El diagnóstico habitualmente temprano de los tumores renales, aclara el especialista, obedece a su detección en estudios de imágenes que, normalmente, se realizan por otra causa: “Hoy en día, la mayor parte de los cánceres renales son asintomáticos y corresponden a hallazgos incidentales gracias a una ecografía o un scanner indicados para evaluar un dolor abdominal u otra patología”.

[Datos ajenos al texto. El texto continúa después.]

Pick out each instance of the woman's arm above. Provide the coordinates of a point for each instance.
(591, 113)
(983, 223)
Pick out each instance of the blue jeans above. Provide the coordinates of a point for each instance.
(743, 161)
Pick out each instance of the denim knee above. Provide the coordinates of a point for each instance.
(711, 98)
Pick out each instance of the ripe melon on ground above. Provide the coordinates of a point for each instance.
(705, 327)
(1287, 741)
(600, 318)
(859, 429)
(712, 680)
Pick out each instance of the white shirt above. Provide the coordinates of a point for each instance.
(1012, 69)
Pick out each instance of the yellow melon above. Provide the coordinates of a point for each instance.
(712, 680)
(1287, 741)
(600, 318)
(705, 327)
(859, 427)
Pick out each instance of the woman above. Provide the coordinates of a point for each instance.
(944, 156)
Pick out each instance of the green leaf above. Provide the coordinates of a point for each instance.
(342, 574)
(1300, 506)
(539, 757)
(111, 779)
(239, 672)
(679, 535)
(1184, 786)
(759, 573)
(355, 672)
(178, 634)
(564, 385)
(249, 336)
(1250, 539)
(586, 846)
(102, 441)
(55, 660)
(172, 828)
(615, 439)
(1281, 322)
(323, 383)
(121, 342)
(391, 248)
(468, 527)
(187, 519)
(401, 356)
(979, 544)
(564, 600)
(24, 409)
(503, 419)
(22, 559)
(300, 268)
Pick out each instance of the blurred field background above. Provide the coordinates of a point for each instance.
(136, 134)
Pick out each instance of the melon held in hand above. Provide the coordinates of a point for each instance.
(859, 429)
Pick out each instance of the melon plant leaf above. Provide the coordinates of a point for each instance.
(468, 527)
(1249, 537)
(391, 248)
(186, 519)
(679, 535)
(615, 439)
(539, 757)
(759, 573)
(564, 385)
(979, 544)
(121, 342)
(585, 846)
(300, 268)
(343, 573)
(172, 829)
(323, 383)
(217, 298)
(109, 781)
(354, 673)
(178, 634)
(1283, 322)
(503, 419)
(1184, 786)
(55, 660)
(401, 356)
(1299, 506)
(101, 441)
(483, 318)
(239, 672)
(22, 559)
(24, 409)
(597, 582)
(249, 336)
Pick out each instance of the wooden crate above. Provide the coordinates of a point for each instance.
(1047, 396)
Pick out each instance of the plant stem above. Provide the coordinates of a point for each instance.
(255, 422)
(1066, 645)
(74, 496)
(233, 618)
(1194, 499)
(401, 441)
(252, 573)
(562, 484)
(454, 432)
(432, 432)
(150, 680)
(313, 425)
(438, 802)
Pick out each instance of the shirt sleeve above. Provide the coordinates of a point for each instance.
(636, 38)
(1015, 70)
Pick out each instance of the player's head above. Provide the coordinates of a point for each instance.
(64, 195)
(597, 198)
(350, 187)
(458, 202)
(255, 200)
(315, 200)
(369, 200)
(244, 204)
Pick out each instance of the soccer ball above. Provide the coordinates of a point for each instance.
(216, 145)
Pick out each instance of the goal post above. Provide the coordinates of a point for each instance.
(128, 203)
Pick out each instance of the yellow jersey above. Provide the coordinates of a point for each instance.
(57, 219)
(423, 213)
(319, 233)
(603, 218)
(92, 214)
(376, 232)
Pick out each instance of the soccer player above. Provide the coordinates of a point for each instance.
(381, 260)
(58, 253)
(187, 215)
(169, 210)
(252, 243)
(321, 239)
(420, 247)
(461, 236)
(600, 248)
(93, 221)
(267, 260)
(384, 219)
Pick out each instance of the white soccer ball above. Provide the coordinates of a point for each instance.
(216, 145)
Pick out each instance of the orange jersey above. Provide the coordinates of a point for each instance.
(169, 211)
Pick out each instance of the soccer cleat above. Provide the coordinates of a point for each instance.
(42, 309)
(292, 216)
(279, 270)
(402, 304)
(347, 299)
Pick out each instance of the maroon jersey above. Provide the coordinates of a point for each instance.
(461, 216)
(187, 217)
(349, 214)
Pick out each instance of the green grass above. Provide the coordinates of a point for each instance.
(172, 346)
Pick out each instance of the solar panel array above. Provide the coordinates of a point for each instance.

Dr. Jorge Díaz, cirujano urólogo
del Instituto Oncológico FALP.

El tratamiento de los tumores renales en etapas tempranas es la cirugía. Cuando se detecta precozmente, el tamaño del tumor encontrado es más pequeño, lo que permite tratarlo con una intervención quirúrgica conservadora, en la que es posible extirpar sólo una porción del riñón y no el órgano completo.
“Hoy casi todas las cirugías son mínimamente invasivas, ya sea laparoscópicas o robóticas, lo que lleva a que la recuperación sea mucho más rápida. Cuando los pacientes tienen enfermedad localizada y los tumores tienen menos de 4 centímetros, la tasa de curación es bastante alta, con un sobrevida de más del 95% a cinco años”, comenta el especialista.
Dicho lo anterior, se debe considerar que un porcentaje de los pacientes con cáncer de riñón fallece. En Chile, esta es la realidad de más de 900 personas al año, según cifras de la Agencia Internacional para la Investigación del Cáncer de la OMS. “Hay distintos tipos de tumores. Algunos son de evolución lenta y pueden crecer 4 o 5 milímetros al año, pero también hay tumores renales más agresivos, que pueden desarrollar metástasis en hígado, ganglios, pulmones o huesos”, explica el Dr. Díaz.

TAMBIÉN SUB 50

El Día Mundial del Cáncer de Riñón —que se conmemora en junio y este año tiene por lema “Es necesario hablar”— busca dar visibilidad a esta enfermedad que afecta más a hombres que mujeres, que se detecta principalmente entre la quinta y séptima década de vida, y que ha ido en aumento en los últimos años. Una de las preocupaciones es que se ha apreciado un alza de los casos en personas más jóvenes. “En la práctica clínica, lo vemos cada vez más.
Actualmente, un tercio de nuestros pacientes en FALP son menores de 50 años, mucho más que hace 5 o 10 años. Si bien no se ha concluido por qué está ocurriendo, los factores de riesgo conocidos de la enfermedad son el tabaquismo, la hipertensión y la obesidad, y ahí podría haber una relación. Estamos operando gente de treinta y tantos o 40 años. No se trata de casos aislados, sino que de una tendencia observada en la consulta”, afirma.
En cuanto a los síntomas, los principales son hematuria (sangrado en la orina), dolor lumbar o en el flanco, o una masa palpable. “Actualmente, la enfermedad suele ser descubierta antes de dar síntomas. La presencia de ellos en general se asocia a tumores de mayor tamaño y, por lo tanto, un peor pronóstico”. Por esto, el Dr. Jorge Díaz plantea que un estudio de imagen, si es que no se ha realizado alguno por otro motivo, es recomendable como medida de detección precoz. “Basta con una ecografía, y si hay una anomalía o algo sospechoso, un scanner a partir de los 40 años.
Especialmente en personas con antecedentes familiares directos de cáncer de riñón o con factores de riesgo (hipertensión, obesidad, tabaquismo), considerando que es una enfermedad tan prevalente y potencialmente curable”.